Uhm. Oh heck, I'll bite anyway.
The script is a shell script, mostly scaffolding to provide easy extensibility and usage output. The pre filter is two lines of sed. Adding in perl would mean a rather larger footprint, and json/xml parsers add further dependencies of actually quite a bit more than two lines.
We blithely assume that coder time is more valuable than cpu time so tend to throw more and more code at the problem to make the problem vanish (either through solving it or trough obscuring it), then throw as much hardware at the resulting mess to make it look like it runs acceptably fast. That is quite a lot of wastage, oftentimes easily remedied with a bit of stepping back, looking at the thing in its entirety, and thinking for a bit.

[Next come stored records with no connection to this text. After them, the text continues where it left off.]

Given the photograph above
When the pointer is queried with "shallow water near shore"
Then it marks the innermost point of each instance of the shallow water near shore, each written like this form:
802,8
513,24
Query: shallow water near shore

Not sure if that's a whine, and I wasn't about to bring it up, but then you did. This script I wrote for my own enjoyment so it's not critical; if it was more trouble I probably wouldn't have written it at all. But time and again, and both within computing and without, you see that being careful at the start of the pipeline, even with seemingly minor details, can easily yield substantial benefits at the end. Computing is full of such complex systems that we tend to automatically compartimentalise in modules and layers and whatnots, then possibly optimise within the divisions we imposed, but easily forget about the complete picture.
The result is a bit myopic and one easily overlooks even simpler and more efficient solutions that might not merely be possible but already exist. That's what I was on about, regarding the blithe "must have json and/or xml!" comments a bit above. Your "two lines of perl" is a bit of a red herring, perhaps because you yourself missed the point. This particular field already has acceptable transfer formats, why not use them?
In a way, that blind preference for what aren't even very good general formats is the same sort of fault we're accusing the met office of, though perhaps less cripling (for us freetards). And then there's the habitually understated cost of using them.